The next step in Trump’s tax plan involved using the rest of the $5.7 trillion left over after paying down the national debt to bolster the Social Security trust funds. For Edwards, putting a one-time infusion of cash into the Social Security system without fundamentally altering it shows how Trump woefully misunderstands how Social Security actually works.

“The Social Security trust fund is not a big pool of savings in the bank. It’s just an accounting entry,” he said, insisting the system isn’t set up in a manner such that Trump’s cash infusion would have any long-term effect on the health of the program. Rather than simply use the money on Social Security, Edwards says, “the government would have an extra $100 billion sitting around and would spend it on other stuff.”

Aim for the middle

While the core of Trump’s proposal is a tax increase on the rich, it also includes a number of tax deductions supposedly aimed at the middle class. However, two of the taxes he specifically targets for elimination—the capital gains tax and the estate tax—hardly touch the middle class at all. Instead, it would be a massive giveaway to the wealthiest Americans.
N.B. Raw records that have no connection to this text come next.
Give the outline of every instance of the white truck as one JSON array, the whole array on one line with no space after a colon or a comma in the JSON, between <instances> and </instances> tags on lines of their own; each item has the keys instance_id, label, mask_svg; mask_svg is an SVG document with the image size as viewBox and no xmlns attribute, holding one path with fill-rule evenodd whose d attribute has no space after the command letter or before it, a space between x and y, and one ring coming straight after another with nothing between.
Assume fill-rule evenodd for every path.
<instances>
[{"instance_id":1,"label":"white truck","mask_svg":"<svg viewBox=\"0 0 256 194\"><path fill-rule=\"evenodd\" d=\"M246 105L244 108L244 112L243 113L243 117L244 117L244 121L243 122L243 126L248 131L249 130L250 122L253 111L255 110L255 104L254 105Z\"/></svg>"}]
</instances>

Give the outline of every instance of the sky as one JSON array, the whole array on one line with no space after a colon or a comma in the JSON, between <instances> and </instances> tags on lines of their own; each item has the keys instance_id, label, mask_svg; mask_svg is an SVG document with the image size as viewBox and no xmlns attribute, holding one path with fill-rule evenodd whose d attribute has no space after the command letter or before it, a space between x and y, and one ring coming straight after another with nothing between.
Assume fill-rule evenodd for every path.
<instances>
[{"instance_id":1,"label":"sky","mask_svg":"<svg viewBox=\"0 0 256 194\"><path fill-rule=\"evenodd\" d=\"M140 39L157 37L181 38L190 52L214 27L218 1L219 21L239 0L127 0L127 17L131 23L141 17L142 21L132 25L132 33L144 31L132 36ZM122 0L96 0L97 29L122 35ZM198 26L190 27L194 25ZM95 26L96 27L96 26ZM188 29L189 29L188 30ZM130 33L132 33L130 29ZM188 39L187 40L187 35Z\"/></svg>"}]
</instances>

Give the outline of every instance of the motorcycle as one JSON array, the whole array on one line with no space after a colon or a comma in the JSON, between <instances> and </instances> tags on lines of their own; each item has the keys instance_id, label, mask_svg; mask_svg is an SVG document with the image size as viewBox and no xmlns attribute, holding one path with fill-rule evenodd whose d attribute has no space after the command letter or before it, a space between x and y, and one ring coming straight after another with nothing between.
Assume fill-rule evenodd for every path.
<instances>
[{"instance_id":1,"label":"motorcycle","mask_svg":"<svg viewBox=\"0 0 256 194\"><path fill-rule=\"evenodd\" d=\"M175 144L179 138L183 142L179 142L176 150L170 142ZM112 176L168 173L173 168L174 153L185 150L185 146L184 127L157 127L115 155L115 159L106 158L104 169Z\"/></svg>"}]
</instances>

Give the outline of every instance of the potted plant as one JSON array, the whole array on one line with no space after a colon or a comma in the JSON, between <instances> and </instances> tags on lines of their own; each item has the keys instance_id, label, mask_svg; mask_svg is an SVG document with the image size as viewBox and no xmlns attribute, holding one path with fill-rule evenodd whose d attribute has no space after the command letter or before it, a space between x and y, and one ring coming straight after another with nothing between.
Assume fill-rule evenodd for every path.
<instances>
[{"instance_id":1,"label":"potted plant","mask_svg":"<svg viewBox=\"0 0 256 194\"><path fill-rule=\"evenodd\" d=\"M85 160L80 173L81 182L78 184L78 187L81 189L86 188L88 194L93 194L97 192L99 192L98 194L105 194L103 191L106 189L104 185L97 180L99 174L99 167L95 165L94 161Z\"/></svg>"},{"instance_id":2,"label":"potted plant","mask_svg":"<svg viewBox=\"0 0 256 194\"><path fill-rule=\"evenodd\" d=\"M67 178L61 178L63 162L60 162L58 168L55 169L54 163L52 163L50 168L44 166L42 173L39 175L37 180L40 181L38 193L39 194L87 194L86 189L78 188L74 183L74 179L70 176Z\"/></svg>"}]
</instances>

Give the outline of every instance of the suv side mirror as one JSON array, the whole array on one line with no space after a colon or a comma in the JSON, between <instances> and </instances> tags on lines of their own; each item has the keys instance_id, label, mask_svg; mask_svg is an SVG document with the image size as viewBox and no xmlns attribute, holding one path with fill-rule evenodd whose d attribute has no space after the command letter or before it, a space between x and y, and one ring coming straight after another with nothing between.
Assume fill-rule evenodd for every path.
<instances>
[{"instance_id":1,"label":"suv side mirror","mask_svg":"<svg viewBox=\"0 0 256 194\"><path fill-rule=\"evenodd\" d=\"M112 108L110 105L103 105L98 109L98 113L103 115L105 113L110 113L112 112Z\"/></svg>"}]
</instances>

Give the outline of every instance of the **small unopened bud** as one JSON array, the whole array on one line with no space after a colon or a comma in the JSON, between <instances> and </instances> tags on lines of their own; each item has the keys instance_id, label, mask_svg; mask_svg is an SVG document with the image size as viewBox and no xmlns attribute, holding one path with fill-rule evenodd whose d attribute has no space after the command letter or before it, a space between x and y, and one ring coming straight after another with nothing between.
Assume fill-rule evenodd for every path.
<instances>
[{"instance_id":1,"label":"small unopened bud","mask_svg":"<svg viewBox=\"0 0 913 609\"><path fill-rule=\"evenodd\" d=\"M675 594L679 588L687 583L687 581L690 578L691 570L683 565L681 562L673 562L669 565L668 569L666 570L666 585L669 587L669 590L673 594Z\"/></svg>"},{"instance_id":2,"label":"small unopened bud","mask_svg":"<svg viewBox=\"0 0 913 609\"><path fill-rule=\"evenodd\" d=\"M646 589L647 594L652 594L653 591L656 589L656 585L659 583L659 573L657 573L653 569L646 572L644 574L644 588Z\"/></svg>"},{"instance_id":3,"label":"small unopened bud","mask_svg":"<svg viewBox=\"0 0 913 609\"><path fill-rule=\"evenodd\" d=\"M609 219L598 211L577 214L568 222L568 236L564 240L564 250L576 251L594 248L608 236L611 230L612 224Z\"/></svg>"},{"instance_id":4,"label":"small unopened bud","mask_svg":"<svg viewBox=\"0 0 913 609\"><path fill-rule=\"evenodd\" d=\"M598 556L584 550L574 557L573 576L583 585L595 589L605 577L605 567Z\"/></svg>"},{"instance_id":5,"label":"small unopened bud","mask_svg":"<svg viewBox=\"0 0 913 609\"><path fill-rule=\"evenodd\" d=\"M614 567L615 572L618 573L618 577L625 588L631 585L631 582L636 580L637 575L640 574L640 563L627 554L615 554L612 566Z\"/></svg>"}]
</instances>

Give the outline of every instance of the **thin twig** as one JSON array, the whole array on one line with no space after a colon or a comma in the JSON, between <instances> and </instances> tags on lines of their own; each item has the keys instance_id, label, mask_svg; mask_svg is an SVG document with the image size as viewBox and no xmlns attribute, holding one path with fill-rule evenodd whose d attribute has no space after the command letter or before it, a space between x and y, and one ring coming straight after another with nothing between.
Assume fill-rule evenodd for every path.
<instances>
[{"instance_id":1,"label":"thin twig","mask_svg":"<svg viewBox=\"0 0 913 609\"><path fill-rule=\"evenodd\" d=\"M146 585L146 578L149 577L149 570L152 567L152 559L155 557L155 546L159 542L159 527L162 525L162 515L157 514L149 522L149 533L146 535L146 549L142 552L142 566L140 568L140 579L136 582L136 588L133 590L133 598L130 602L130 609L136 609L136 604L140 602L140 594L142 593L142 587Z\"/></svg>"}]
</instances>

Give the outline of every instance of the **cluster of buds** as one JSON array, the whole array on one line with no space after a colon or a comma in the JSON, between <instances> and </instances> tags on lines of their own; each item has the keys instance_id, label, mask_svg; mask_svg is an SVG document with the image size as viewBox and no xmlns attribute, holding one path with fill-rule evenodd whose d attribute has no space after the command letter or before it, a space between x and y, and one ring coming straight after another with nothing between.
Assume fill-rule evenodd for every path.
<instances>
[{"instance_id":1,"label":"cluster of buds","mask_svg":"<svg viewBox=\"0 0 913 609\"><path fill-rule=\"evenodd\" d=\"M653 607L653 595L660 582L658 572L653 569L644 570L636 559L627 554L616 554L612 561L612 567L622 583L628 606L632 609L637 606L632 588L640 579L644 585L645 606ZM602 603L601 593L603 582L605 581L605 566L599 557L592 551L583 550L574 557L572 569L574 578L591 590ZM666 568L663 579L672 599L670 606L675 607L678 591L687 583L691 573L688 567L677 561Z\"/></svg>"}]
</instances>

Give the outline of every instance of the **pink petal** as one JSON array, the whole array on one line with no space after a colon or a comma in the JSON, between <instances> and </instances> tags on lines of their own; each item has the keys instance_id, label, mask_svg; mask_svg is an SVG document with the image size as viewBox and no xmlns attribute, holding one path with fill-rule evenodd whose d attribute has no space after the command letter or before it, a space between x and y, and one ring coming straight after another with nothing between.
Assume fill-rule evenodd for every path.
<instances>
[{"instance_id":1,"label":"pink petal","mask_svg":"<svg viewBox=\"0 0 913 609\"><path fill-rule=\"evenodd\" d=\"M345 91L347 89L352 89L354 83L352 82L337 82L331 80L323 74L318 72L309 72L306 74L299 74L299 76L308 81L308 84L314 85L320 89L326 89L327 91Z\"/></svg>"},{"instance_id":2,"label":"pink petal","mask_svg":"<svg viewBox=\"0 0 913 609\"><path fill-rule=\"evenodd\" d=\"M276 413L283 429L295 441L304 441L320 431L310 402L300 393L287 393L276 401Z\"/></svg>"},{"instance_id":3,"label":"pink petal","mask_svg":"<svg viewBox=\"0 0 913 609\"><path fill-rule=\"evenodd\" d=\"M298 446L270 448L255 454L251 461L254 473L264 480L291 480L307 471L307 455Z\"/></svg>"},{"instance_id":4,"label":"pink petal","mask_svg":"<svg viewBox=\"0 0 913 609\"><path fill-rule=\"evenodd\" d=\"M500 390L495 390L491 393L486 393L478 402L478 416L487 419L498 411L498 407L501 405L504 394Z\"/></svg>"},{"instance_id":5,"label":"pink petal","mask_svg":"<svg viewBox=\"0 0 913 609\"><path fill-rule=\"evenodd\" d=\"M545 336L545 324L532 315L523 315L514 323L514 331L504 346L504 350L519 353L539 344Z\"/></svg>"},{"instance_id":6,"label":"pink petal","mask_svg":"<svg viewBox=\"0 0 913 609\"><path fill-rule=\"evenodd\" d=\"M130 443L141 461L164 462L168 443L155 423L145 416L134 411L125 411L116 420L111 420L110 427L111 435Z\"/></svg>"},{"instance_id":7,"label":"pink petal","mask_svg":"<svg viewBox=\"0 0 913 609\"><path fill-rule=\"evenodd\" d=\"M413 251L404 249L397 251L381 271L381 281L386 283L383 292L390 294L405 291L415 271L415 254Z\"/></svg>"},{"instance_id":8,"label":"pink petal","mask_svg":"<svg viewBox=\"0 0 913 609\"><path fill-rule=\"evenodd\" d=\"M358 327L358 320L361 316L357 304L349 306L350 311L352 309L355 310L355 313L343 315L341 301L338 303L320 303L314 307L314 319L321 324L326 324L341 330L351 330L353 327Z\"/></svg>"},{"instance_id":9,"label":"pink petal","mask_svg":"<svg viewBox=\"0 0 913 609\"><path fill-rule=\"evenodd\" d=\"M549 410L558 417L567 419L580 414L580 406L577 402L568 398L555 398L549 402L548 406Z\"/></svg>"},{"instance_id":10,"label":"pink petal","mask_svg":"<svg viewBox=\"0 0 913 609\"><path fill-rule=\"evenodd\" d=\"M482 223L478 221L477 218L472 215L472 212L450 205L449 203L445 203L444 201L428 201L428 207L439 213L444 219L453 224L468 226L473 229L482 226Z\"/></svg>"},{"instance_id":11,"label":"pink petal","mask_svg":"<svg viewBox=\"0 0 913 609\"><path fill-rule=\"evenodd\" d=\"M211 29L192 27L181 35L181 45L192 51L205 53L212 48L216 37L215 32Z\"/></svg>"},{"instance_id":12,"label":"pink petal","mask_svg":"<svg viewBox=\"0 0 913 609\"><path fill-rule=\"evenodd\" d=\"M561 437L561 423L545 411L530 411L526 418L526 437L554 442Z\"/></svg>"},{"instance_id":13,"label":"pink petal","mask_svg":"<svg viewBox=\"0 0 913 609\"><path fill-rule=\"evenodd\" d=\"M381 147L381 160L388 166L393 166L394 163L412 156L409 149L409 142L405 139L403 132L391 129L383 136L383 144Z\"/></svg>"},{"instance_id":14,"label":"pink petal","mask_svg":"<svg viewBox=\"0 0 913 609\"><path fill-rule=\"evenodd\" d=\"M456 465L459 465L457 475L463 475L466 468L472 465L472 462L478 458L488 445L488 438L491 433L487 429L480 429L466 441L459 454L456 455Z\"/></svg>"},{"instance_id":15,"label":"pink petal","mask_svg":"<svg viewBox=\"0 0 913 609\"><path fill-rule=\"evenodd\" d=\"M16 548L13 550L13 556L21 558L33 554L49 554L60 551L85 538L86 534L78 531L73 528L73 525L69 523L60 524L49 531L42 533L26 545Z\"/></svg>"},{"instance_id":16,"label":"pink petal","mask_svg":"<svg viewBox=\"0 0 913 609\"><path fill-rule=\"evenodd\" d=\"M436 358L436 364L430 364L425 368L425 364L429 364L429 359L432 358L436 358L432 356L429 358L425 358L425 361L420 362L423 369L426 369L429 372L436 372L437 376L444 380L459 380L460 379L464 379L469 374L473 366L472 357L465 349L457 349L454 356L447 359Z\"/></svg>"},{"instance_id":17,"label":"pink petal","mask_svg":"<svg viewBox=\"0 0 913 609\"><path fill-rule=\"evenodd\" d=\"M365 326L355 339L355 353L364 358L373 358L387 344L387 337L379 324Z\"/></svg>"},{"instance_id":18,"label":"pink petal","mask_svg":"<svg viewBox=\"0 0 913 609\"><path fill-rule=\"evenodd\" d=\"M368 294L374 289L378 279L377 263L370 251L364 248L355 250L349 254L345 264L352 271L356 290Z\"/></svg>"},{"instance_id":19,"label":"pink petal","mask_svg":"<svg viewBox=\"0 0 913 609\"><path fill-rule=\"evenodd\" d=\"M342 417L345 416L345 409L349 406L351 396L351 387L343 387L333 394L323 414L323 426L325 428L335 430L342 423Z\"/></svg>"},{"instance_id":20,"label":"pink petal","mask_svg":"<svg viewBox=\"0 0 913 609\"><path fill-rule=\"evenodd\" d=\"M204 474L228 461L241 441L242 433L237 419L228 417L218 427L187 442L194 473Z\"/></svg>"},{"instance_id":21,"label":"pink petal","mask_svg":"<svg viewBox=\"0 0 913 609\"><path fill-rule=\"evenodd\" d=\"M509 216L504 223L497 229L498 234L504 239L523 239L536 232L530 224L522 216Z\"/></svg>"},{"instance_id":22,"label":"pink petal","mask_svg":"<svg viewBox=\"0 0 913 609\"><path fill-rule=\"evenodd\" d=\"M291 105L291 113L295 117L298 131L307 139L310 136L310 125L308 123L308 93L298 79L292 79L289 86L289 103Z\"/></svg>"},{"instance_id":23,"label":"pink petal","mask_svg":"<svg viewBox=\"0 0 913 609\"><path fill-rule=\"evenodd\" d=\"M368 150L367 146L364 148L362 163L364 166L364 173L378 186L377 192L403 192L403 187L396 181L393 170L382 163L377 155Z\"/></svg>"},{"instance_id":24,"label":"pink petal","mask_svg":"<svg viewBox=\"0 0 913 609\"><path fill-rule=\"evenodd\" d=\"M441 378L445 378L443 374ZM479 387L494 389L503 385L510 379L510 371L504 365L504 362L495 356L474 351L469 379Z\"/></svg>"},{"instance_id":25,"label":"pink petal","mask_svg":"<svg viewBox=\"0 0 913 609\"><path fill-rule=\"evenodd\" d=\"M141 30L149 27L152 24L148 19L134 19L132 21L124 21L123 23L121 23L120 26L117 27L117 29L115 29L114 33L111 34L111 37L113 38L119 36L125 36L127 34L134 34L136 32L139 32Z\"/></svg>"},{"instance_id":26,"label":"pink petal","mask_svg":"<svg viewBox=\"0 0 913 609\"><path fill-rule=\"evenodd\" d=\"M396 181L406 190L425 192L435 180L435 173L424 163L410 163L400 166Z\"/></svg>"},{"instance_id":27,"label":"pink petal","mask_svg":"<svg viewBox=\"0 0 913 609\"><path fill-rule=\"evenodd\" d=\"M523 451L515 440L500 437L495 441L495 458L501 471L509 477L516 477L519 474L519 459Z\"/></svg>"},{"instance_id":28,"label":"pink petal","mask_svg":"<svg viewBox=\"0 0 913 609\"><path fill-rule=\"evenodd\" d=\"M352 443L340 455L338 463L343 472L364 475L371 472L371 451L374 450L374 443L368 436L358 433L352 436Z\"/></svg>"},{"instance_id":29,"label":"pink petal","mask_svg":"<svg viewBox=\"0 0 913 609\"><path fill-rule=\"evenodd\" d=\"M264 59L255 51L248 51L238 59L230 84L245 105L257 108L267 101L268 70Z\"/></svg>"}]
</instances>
Trump’s recent rhetoric on the campaign trail has made a target of the tax-avoidance strategies of top Wall Street executives. Yet, his 2000 plan to completely eliminate the capital tax, which he insists “punishes the middle class for wanting to join the investment class,” would largely benefit that very same group.

Capital gains taxes are applied to income derived from investments. If someone buys a stock at $10 and then sells it at $20, they would have to pay taxes on $10 of capital gains. Currently, capital gains are taxed at a lower rate than income from a salary or hourly wage. 

Congressional Budget Office data reveals that, in 2011, the top 1 percent of U.S. earners derived 36 percent of their income from capital gains. When expended to the top 10 percent of earners, that number shrinks to somewhere between 5 and 10 percent of their income. Below that, it’s basically dust. Either Trump didn’t actually know where the burden for capital gains taxes actually falls when he called for their wholesale elimination, or he was deliberately obfuscating.

Trump’s argument in favor of repealing the estate tax, which is applied to large estates being passed down from one generation to the other, is similarly couched in populist language but actually targeted at helping the very, very rich.

Trump writes that the estate tax, “hurts farmers, small businessmen, and women most;” however, Clemente calls the assertion that the tax affects anyone other than a small handful of the world’s wealthiest people is a “total canard.”

In fact, the estate tax affects an estimated 0.2 percent of American estates. In 2013, only 20 small businesses or family-owned farms owed any estate tax in 2013 due to the wealth threshold being so high. When the New York Times looked into the issue, it was unable to find a single case of a family farm being sold as a result of the tax’s application.

That, in a nutshell, is Trump’s last tax plan. It’s one that tax policy experts from across the spectrum view as ill-conceived as it is uninformed. 

Maybe the plan Trump will likely unveil in the coming weeks will be better. But don’t bet on it.